I guess monuments can mean different things to different people, but it probably isn't helpful to say, a little black girl who has to walk past a giant statue of somebody who fought to deny her humanity on her way to school and back.
I once had a conversation with a Hell's Angel whose dad was a high officer in that organization in which I asked him what was up with the Nazi and SS paraphernalia they seemed so fond of, and I got a clarifying three word answer: spoils of war.
I seriously don't see anything anywhere near that clean in the motives of those who want to keep monuments to an insurrection that were themselves installed as big, granite, "fuck yous" to the country and especially to the freed slaves and their descendants.
-Doug in Oakland
As someone who grew up in the South and loathed it:
The South is sore and a loser. They hate and hated it. The whites there had their way of life destroyed and invalidated. So they recreated it with blacks as peons instead of slaves. That was somewhat destroyed and invalidated.
Nobody likes to be wrong, to be told that they can't live the life they want, much less be told that that life is immoral and wrong in so many ways. So they (the whites) resist in so many (counterproductive) ways. The South will rise again...after it takes its bigotry out into the sunlight and shoots it dead on the crossroads. Like Germany has done with Nazism. Not that you can even kill bigotry and prejudice....human beings purely love being right and pissing down on somebody/race/other else...but you can beat it back to the background if you acknowledge it (just like 12 step) and try to change. But I'm not holding my breath about the South.
And there's plenty of bigotry and prejudice up North....

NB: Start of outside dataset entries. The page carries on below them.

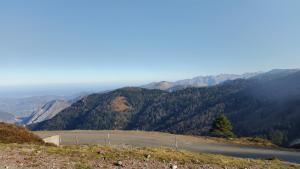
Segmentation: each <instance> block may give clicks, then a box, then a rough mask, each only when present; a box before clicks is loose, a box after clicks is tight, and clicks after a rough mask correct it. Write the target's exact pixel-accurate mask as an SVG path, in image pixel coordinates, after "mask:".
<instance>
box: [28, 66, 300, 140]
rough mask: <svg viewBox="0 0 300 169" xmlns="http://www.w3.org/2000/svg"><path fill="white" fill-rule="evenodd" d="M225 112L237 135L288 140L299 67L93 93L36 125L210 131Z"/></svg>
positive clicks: (114, 128) (295, 132)
mask: <svg viewBox="0 0 300 169" xmlns="http://www.w3.org/2000/svg"><path fill="white" fill-rule="evenodd" d="M220 113H225V115H226V116H227V117H228V118H229V119H230V120H231V122H232V123H233V129H234V132H235V133H236V134H237V135H238V136H262V137H265V138H269V139H271V140H272V141H273V142H275V143H277V144H281V143H283V144H288V143H289V142H290V141H292V140H293V139H296V138H299V137H300V133H299V132H298V131H299V130H300V72H299V71H290V70H276V71H271V72H268V73H265V74H263V75H259V76H258V77H253V78H251V79H247V80H242V79H239V80H234V81H228V82H225V83H224V84H222V85H217V86H213V87H203V88H187V89H184V90H180V91H176V92H170V93H168V92H164V91H161V90H147V89H141V88H123V89H118V90H115V91H112V92H108V93H104V94H93V95H90V96H89V97H87V98H85V99H82V100H80V101H78V102H77V103H75V104H73V105H72V106H71V107H69V108H67V109H65V110H63V111H62V112H60V113H59V114H58V115H57V116H55V117H54V118H53V119H51V120H48V121H45V122H42V123H38V124H36V125H31V126H30V128H31V129H33V130H45V129H46V130H57V129H142V130H157V131H167V132H172V133H183V134H195V135H203V134H208V131H209V129H210V127H211V124H212V121H213V120H214V119H215V118H216V116H217V115H219V114H220Z"/></svg>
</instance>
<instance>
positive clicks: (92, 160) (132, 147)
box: [0, 144, 299, 169]
mask: <svg viewBox="0 0 300 169" xmlns="http://www.w3.org/2000/svg"><path fill="white" fill-rule="evenodd" d="M8 147H10V148H11V149H17V150H19V151H22V150H23V149H25V150H27V151H28V149H31V150H32V151H30V152H29V153H30V157H31V159H32V160H34V159H35V158H36V156H35V152H43V153H45V154H47V156H52V155H55V156H56V158H58V159H60V160H64V159H68V161H74V162H76V163H75V165H76V168H93V164H94V163H93V161H96V160H98V159H104V163H107V164H109V165H112V166H113V164H114V163H115V162H116V161H118V160H122V159H124V158H128V159H136V160H140V161H145V160H147V158H146V156H148V155H150V156H151V160H154V161H158V162H164V163H168V162H171V161H172V162H174V161H176V162H177V163H178V165H179V166H184V165H190V166H192V168H194V167H195V168H198V167H199V166H203V165H209V166H215V167H225V166H226V167H228V168H261V169H263V168H272V169H298V168H299V166H298V165H296V164H287V163H284V162H281V161H279V160H276V159H275V160H253V159H243V158H234V157H227V156H223V155H212V154H202V153H191V152H187V151H181V150H180V151H176V150H174V149H169V148H135V147H124V146H123V147H105V146H100V147H99V146H63V147H54V146H39V145H18V144H17V145H16V144H8V145H7V144H6V145H4V144H0V150H2V151H3V150H4V149H7V148H8ZM22 153H24V152H22Z"/></svg>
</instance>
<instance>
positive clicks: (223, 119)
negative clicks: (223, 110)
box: [210, 114, 235, 137]
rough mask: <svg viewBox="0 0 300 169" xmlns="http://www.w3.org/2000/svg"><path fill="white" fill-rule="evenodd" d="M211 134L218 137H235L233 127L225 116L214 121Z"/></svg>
mask: <svg viewBox="0 0 300 169" xmlns="http://www.w3.org/2000/svg"><path fill="white" fill-rule="evenodd" d="M210 133H211V135H212V136H216V137H235V135H234V134H233V132H232V125H231V123H230V121H229V120H228V118H227V117H226V116H225V115H224V114H221V115H220V116H218V117H217V118H216V119H215V120H214V122H213V124H212V128H211V130H210Z"/></svg>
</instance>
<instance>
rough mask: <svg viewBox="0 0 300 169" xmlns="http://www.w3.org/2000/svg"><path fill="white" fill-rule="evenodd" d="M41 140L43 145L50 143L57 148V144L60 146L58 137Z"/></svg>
mask: <svg viewBox="0 0 300 169" xmlns="http://www.w3.org/2000/svg"><path fill="white" fill-rule="evenodd" d="M43 140H44V142H45V143H52V144H55V145H57V146H59V144H60V136H59V135H55V136H51V137H47V138H44V139H43Z"/></svg>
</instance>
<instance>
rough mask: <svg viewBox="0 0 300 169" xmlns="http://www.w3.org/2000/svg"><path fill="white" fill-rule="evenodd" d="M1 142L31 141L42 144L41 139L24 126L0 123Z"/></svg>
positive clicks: (42, 140)
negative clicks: (29, 131)
mask: <svg viewBox="0 0 300 169" xmlns="http://www.w3.org/2000/svg"><path fill="white" fill-rule="evenodd" d="M0 142H1V143H33V144H43V143H44V142H43V140H42V139H41V138H39V137H38V136H36V135H34V134H33V133H31V132H29V131H28V130H27V129H26V128H24V127H22V126H18V125H14V124H7V123H2V122H1V123H0Z"/></svg>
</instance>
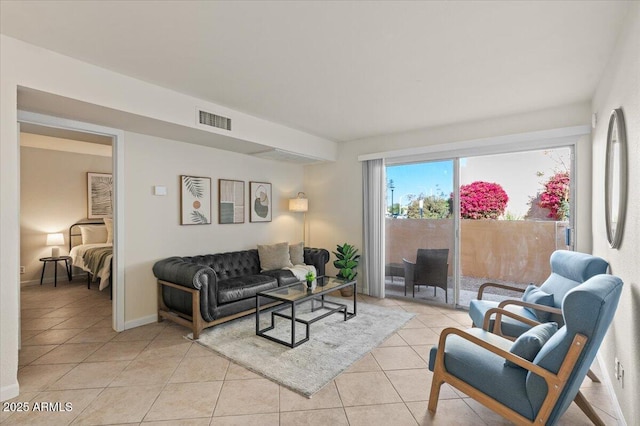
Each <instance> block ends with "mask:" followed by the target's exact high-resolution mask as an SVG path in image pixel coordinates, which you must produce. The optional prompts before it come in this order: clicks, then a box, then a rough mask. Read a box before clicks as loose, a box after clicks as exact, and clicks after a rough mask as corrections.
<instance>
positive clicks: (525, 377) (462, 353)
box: [429, 328, 534, 420]
mask: <svg viewBox="0 0 640 426" xmlns="http://www.w3.org/2000/svg"><path fill="white" fill-rule="evenodd" d="M465 331H466V332H467V333H469V334H471V335H473V336H475V337H478V338H480V339H482V340H484V341H486V342H488V343H490V344H492V345H494V346H497V347H499V348H501V349H503V350H505V351H508V350H509V347H511V344H512V342H511V341H510V340H507V339H504V338H502V337H500V336H498V335H496V334H492V333H489V332H486V331H484V330H482V329H479V328H472V329H469V330H465ZM436 353H437V346H434V347H433V349H431V354H430V357H429V369H431V371H433V369H434V366H435V358H436ZM444 364H445V367H446V370H447V371H448V372H449V373H451V374H453V375H454V376H456V377H458V378H459V379H461V380H463V381H465V382H467V383H469V384H470V385H471V386H473V387H475V388H477V389H479V390H480V391H482V392H483V393H486V394H487V395H489V396H490V397H491V398H493V399H495V400H497V401H499V402H501V403H503V404H505V405H506V406H508V407H510V408H512V409H513V410H515V411H516V412H518V413H520V414H522V415H523V416H524V417H526V418H528V419H530V420H532V419H533V418H534V417H533V411H532V410H531V404H530V403H529V398H528V397H527V393H526V386H525V383H526V376H527V371H526V370H524V369H522V368H507V367H505V366H504V358H502V357H501V356H500V355H497V354H494V353H491V352H489V351H487V350H486V349H484V348H482V347H480V346H478V345H475V344H473V343H471V342H469V341H468V340H465V339H462V338H461V337H459V336H455V335H454V336H449V337H447V342H446V344H445V351H444ZM505 389H508V390H509V391H508V392H505V391H504V390H505Z"/></svg>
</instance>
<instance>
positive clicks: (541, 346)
mask: <svg viewBox="0 0 640 426" xmlns="http://www.w3.org/2000/svg"><path fill="white" fill-rule="evenodd" d="M556 331H558V324H556V323H555V322H546V323H544V324H539V325H536V326H535V327H533V328H532V329H530V330H529V331H527V332H526V333H523V334H522V335H520V337H518V338H517V339H516V341H515V342H513V345H512V346H511V349H509V352H511V353H512V354H515V355H518V356H519V357H522V358H524V359H526V360H528V361H533V360H534V358H535V357H536V355H538V352H540V349H542V347H543V346H544V344H545V343H547V341H548V340H549V339H550V338H551V336H553V335H554V334H555V332H556ZM504 365H505V366H507V367H514V368H522V367H520V366H519V365H518V364H514V363H513V362H511V361H508V360H505V361H504Z"/></svg>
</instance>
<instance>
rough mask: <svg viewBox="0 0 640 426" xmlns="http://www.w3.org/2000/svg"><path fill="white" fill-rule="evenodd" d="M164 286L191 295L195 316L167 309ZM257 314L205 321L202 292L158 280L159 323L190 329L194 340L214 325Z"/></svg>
mask: <svg viewBox="0 0 640 426" xmlns="http://www.w3.org/2000/svg"><path fill="white" fill-rule="evenodd" d="M162 286H168V287H172V288H175V289H178V290H180V291H184V292H187V293H191V303H192V305H191V308H192V309H191V312H193V313H194V314H195V315H193V316H191V315H187V314H183V313H181V312H177V311H174V310H171V309H170V308H169V307H167V305H165V303H164V300H163V299H162ZM277 304H278V303H277V302H276V303H271V304H269V305H265V307H271V306H275V305H277ZM255 312H256V309H255V308H251V309H247V310H246V311H242V312H238V313H236V314H233V315H229V316H226V317H223V318H218V319H217V320H214V321H205V320H204V318H202V314H201V313H200V290H196V289H193V288H188V287H185V286H182V285H179V284H174V283H172V282H169V281H163V280H158V322H162V320H164V319H167V320H169V321H173V322H175V323H177V324H180V325H182V326H185V327H188V328H190V329H191V331H192V332H193V339H194V340H196V339H198V338H199V337H200V332H201V331H202V330H204V329H205V328H209V327H213V326H214V325H218V324H222V323H225V322H227V321H231V320H234V319H236V318H240V317H243V316H246V315H251V314H254V313H255Z"/></svg>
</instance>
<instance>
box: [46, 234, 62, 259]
mask: <svg viewBox="0 0 640 426" xmlns="http://www.w3.org/2000/svg"><path fill="white" fill-rule="evenodd" d="M47 245H48V246H53V247H52V248H51V257H59V256H60V247H58V246H62V245H64V235H62V233H60V232H58V233H55V234H47Z"/></svg>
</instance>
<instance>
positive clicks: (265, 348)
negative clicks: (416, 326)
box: [187, 297, 415, 398]
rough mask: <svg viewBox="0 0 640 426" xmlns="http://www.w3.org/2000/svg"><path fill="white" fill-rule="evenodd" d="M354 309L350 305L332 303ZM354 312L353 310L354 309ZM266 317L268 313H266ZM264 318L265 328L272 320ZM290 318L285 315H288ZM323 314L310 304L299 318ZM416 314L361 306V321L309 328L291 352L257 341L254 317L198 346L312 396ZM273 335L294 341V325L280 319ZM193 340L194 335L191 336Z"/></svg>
mask: <svg viewBox="0 0 640 426" xmlns="http://www.w3.org/2000/svg"><path fill="white" fill-rule="evenodd" d="M327 300H331V301H334V302H339V303H344V304H347V305H351V303H352V302H351V301H348V302H345V299H337V298H329V297H328V298H327ZM349 310H350V311H351V312H352V311H353V308H352V307H351V306H349ZM263 312H264V311H263ZM263 312H261V314H260V322H261V327H265V326H267V325H269V324H270V322H271V315H270V314H268V313H263ZM285 312H286V311H285ZM321 314H322V311H315V312H313V313H311V312H310V303H305V304H302V305H301V306H299V307H298V308H297V309H296V317H298V318H303V319H309V318H310V316H311V317H315V316H318V315H321ZM414 315H415V314H412V313H408V312H404V311H399V310H394V309H388V308H384V307H380V306H375V305H371V304H366V303H361V302H358V305H357V315H356V316H355V317H354V318H352V319H350V320H348V321H344V317H343V315H342V314H341V313H339V312H337V313H334V314H332V315H329V316H328V317H326V318H323V319H321V320H319V321H317V322H315V323H313V324H311V325H310V333H309V335H310V339H309V341H307V342H305V343H303V344H301V345H300V346H298V347H296V348H293V349H292V348H289V347H287V346H284V345H281V344H279V343H275V342H272V341H271V340H268V339H265V338H263V337H260V336H256V328H255V327H256V325H255V315H250V316H247V317H243V318H239V319H237V320H233V321H230V322H228V323H225V324H222V325H218V326H215V327H212V328H209V329H206V330H204V331H203V332H202V333H200V339H198V340H197V341H196V342H197V343H199V344H201V345H203V346H205V347H207V348H209V349H211V350H213V351H214V352H216V353H218V354H220V355H222V356H224V357H225V358H227V359H229V360H231V361H233V362H235V363H236V364H239V365H241V366H243V367H245V368H247V369H249V370H251V371H253V372H255V373H258V374H260V375H262V376H264V377H266V378H268V379H270V380H272V381H274V382H276V383H279V384H281V385H283V386H285V387H287V388H288V389H291V390H293V391H294V392H297V393H300V394H301V395H304V396H306V397H307V398H311V396H312V395H313V394H314V393H316V392H317V391H319V390H320V389H322V388H323V387H324V386H325V385H326V384H327V383H329V382H331V381H332V380H333V379H335V378H336V376H338V375H339V374H340V373H341V372H343V371H344V370H346V369H347V368H349V367H350V366H351V365H352V364H353V363H354V362H356V361H358V360H359V359H360V358H362V357H363V356H364V355H366V354H367V353H368V352H369V351H370V350H372V349H373V348H375V347H377V346H378V345H379V344H380V343H382V342H383V341H385V340H386V339H387V338H388V337H389V336H391V335H392V334H393V333H395V332H396V330H398V329H399V328H401V327H402V326H403V325H405V324H406V323H407V322H408V321H409V320H410V319H411V318H413V316H414ZM275 324H276V327H275V329H274V330H272V331H271V332H269V333H270V334H272V335H274V336H276V337H279V338H281V339H284V340H286V339H290V336H291V333H290V331H291V330H290V321H289V320H287V319H284V318H278V317H276V323H275ZM295 331H296V336H297V338H296V341H298V340H299V339H301V338H303V337H304V336H305V326H304V325H303V324H296V330H295ZM187 337H188V338H191V337H192V335H191V334H190V335H189V336H187Z"/></svg>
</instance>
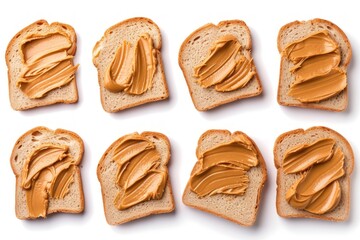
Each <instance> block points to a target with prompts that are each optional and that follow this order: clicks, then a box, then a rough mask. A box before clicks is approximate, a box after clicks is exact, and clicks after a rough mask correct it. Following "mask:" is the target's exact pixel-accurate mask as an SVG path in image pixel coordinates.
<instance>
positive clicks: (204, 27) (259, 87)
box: [178, 19, 263, 111]
mask: <svg viewBox="0 0 360 240" xmlns="http://www.w3.org/2000/svg"><path fill="white" fill-rule="evenodd" d="M226 24H239V25H242V26H244V27H245V28H246V29H247V33H248V37H249V46H248V47H247V48H246V51H250V55H251V56H252V52H251V50H252V38H251V32H250V29H249V27H248V26H247V25H246V23H245V22H244V21H242V20H236V19H234V20H224V21H220V22H219V23H218V24H217V25H215V24H213V23H207V24H205V25H203V26H201V27H200V28H198V29H196V30H195V31H193V32H192V33H191V34H190V35H189V36H188V37H187V38H186V39H185V40H184V41H183V43H182V44H181V47H180V50H179V54H178V64H179V66H180V68H181V71H182V72H183V76H184V78H185V80H186V85H187V87H188V90H189V93H190V96H191V101H192V102H193V104H194V106H195V108H196V109H197V110H198V111H208V110H211V109H213V108H216V107H219V106H221V105H223V104H227V103H231V102H234V101H236V100H239V99H244V98H249V97H255V96H258V95H260V94H261V93H262V92H263V87H262V84H261V80H260V77H259V74H258V71H256V74H255V76H254V77H253V78H252V80H251V81H253V80H256V82H257V83H258V84H259V91H258V92H255V93H252V94H245V95H242V96H237V97H234V98H231V99H229V100H225V101H220V102H217V103H216V104H212V105H210V106H208V107H204V108H200V107H199V106H198V105H197V104H196V103H195V100H194V96H193V92H192V90H191V88H190V84H189V81H190V79H188V78H187V77H186V75H185V72H186V71H185V67H184V65H183V64H182V61H181V55H182V52H183V51H184V48H185V47H186V45H187V42H188V41H189V40H190V39H191V38H192V37H193V36H194V35H195V34H197V33H199V32H201V31H203V30H204V29H206V28H208V27H216V28H219V27H220V26H222V25H226ZM255 67H256V66H255Z"/></svg>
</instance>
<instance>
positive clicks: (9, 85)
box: [5, 20, 78, 110]
mask: <svg viewBox="0 0 360 240" xmlns="http://www.w3.org/2000/svg"><path fill="white" fill-rule="evenodd" d="M59 31H61V32H64V33H66V34H67V35H68V36H69V38H70V39H71V41H72V48H73V52H74V55H75V52H76V33H75V30H74V29H73V28H72V27H71V26H70V25H67V24H64V23H59V22H54V23H51V24H48V22H47V21H45V20H39V21H36V22H34V23H33V24H31V25H29V26H27V27H25V28H24V29H22V30H21V31H20V32H18V33H17V34H16V35H15V36H14V37H13V38H12V39H11V41H10V42H9V45H8V47H7V49H6V54H5V59H6V64H7V67H8V79H9V98H10V103H11V107H12V108H13V109H14V110H26V109H30V108H35V107H41V106H47V105H52V104H55V103H75V102H77V101H78V91H77V86H76V78H75V76H74V77H73V80H71V81H70V82H69V83H68V84H66V85H64V86H62V87H59V88H55V89H53V90H51V91H50V92H48V93H47V94H46V95H45V96H43V97H41V98H36V99H31V98H29V97H28V96H27V95H26V94H25V93H24V92H22V90H21V89H20V88H19V87H17V86H16V82H17V80H18V79H19V77H20V74H21V72H22V69H23V67H24V63H23V61H22V51H21V49H20V44H21V42H22V41H23V40H24V38H26V37H27V36H29V35H31V34H36V35H38V34H41V35H45V34H51V33H56V32H59Z"/></svg>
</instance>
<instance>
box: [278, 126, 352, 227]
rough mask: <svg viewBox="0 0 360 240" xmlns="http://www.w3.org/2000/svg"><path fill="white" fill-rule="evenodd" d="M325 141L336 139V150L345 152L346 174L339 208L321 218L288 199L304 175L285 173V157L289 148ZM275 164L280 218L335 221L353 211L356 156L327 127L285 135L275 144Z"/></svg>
mask: <svg viewBox="0 0 360 240" xmlns="http://www.w3.org/2000/svg"><path fill="white" fill-rule="evenodd" d="M321 138H331V139H334V140H335V142H336V143H335V147H340V148H341V150H342V152H343V153H344V156H345V160H344V170H345V175H344V176H343V177H341V178H340V179H339V182H340V186H341V199H340V202H339V204H338V206H337V207H336V208H335V209H334V210H333V211H331V212H328V213H325V214H322V215H317V214H313V213H310V212H307V211H304V210H298V209H295V208H293V207H291V206H290V205H289V204H288V202H287V201H286V199H285V195H286V192H287V191H288V190H289V188H290V187H291V186H292V185H293V184H294V183H295V181H297V180H298V179H299V178H300V176H301V173H294V174H284V171H283V166H282V164H283V158H284V154H285V153H286V151H287V150H288V149H289V148H293V147H294V146H296V145H298V144H304V143H311V142H314V141H316V140H319V139H321ZM274 161H275V166H276V168H277V180H276V182H277V195H276V209H277V212H278V214H279V215H280V216H282V217H286V218H316V219H324V220H331V221H345V220H346V219H347V218H348V216H349V212H350V175H351V173H352V171H353V169H354V154H353V151H352V148H351V146H350V144H349V143H348V141H347V140H346V139H345V138H344V137H343V136H341V135H340V134H339V133H337V132H335V131H334V130H332V129H329V128H326V127H312V128H309V129H307V130H303V129H296V130H293V131H289V132H286V133H283V134H281V135H280V136H279V137H278V138H277V139H276V141H275V145H274Z"/></svg>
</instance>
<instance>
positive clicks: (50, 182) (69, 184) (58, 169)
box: [21, 144, 76, 218]
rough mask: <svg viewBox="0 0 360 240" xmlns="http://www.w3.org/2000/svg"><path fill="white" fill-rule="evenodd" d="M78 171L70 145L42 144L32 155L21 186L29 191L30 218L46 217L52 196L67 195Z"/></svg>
mask: <svg viewBox="0 0 360 240" xmlns="http://www.w3.org/2000/svg"><path fill="white" fill-rule="evenodd" d="M75 171H76V166H75V161H74V160H73V159H72V158H71V157H70V156H69V154H68V147H67V146H57V145H52V144H43V145H41V146H39V147H37V148H36V149H35V150H34V151H33V152H32V153H31V154H30V155H29V158H28V159H27V160H26V162H25V166H24V168H23V171H22V175H21V176H22V181H21V187H22V188H23V189H24V190H25V191H26V199H27V206H28V210H29V215H30V218H37V217H46V213H47V209H48V205H49V198H54V199H62V198H64V197H65V196H66V195H67V193H68V192H69V186H70V184H71V183H73V181H74V174H75Z"/></svg>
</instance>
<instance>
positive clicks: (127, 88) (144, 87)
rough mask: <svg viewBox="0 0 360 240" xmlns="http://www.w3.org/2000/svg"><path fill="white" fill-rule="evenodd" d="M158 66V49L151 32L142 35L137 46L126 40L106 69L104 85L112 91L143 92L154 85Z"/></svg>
mask: <svg viewBox="0 0 360 240" xmlns="http://www.w3.org/2000/svg"><path fill="white" fill-rule="evenodd" d="M156 66H157V55H156V50H155V49H154V47H153V41H152V38H151V37H150V35H149V34H144V35H141V36H140V38H139V40H138V41H137V43H136V46H135V47H132V46H131V44H130V43H129V42H127V41H124V42H123V43H122V44H121V45H120V46H119V47H118V49H117V50H116V53H115V55H114V57H113V59H112V61H111V63H110V65H109V66H108V68H107V70H106V75H105V78H104V87H105V88H106V89H107V90H109V91H111V92H120V91H124V92H126V93H128V94H134V95H140V94H143V93H144V92H146V91H147V90H148V89H150V88H151V87H152V82H153V77H154V74H155V71H156Z"/></svg>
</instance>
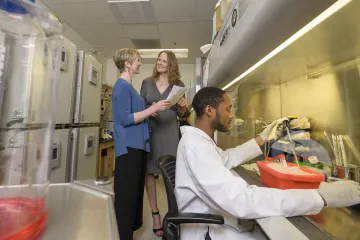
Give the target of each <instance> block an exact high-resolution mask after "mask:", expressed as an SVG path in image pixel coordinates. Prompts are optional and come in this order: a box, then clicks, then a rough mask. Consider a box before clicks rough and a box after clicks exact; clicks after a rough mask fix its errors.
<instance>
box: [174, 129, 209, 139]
mask: <svg viewBox="0 0 360 240" xmlns="http://www.w3.org/2000/svg"><path fill="white" fill-rule="evenodd" d="M180 131H181V134H182V135H184V134H186V133H193V134H196V135H198V136H201V137H203V138H205V139H206V140H209V141H214V140H213V139H212V138H211V137H210V136H209V135H207V134H206V133H205V132H204V131H203V130H201V129H199V128H196V127H190V126H182V127H180Z"/></svg>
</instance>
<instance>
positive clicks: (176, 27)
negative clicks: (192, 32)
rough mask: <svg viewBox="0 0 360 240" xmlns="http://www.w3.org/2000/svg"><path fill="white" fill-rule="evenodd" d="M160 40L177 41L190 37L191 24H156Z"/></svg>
mask: <svg viewBox="0 0 360 240" xmlns="http://www.w3.org/2000/svg"><path fill="white" fill-rule="evenodd" d="M158 28H159V34H160V38H167V39H174V40H175V39H177V38H184V37H189V36H191V33H192V22H168V23H158Z"/></svg>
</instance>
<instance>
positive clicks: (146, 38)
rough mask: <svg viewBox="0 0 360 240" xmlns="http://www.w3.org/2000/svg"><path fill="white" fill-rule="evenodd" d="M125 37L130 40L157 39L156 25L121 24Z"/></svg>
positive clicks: (157, 37) (150, 24)
mask: <svg viewBox="0 0 360 240" xmlns="http://www.w3.org/2000/svg"><path fill="white" fill-rule="evenodd" d="M122 26H123V29H124V31H125V33H126V34H127V37H129V38H131V39H158V38H159V31H158V27H157V25H156V24H123V25H122Z"/></svg>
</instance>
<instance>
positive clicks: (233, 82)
mask: <svg viewBox="0 0 360 240" xmlns="http://www.w3.org/2000/svg"><path fill="white" fill-rule="evenodd" d="M351 1H352V0H339V1H337V2H335V3H334V4H333V5H331V6H330V7H329V8H328V9H326V10H325V11H324V12H322V13H321V14H320V15H319V16H317V17H316V18H314V19H313V20H312V21H311V22H309V23H308V24H307V25H306V26H305V27H303V28H302V29H300V30H299V31H298V32H296V33H295V34H294V35H292V36H291V37H290V38H289V39H287V40H286V41H285V42H283V43H282V44H280V45H279V46H278V47H277V48H275V49H274V50H273V51H272V52H270V53H269V54H268V55H266V56H265V57H264V58H263V59H261V60H260V61H258V62H257V63H255V64H254V65H253V66H252V67H251V68H249V69H248V70H246V71H245V72H244V73H242V74H241V75H240V76H238V77H237V78H235V79H234V80H232V81H231V82H230V83H229V84H227V85H226V86H225V87H223V90H225V89H227V88H229V87H230V86H232V85H234V84H235V83H237V82H238V81H240V80H241V79H243V78H244V77H245V76H247V75H248V74H249V73H251V72H252V71H254V70H255V69H256V68H258V67H260V66H261V65H263V64H264V63H265V62H267V61H268V60H269V59H270V58H272V57H274V56H275V55H276V54H278V53H279V52H281V51H282V50H284V49H285V48H287V47H288V46H289V45H290V44H292V43H293V42H295V41H296V40H298V39H299V38H300V37H302V36H303V35H304V34H305V33H307V32H309V31H310V30H311V29H313V28H314V27H316V26H317V25H319V24H320V23H321V22H323V21H324V20H326V19H327V18H328V17H330V16H331V15H333V14H334V13H335V12H337V11H338V10H340V9H341V8H343V7H344V6H346V5H347V4H348V3H350V2H351Z"/></svg>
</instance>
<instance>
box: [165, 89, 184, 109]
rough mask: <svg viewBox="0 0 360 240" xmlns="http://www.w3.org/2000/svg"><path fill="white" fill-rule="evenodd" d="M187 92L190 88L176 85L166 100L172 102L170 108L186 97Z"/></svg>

And there's a container ship load of the statues, not just the generals
http://www.motherjones.com/kevin-drum/2017/08/but-is-it-art/
It was a bloody industry....with mass produced statues for both North and South....
The statue torn down in Durham was a generic "boys in gray " erected in 1924 by the United Daughters of the Confederacy. The history it celebrates is that of the UDC.
The whole gotten out of hand, throw down all the statues of white people.
You want to talk about history, boy?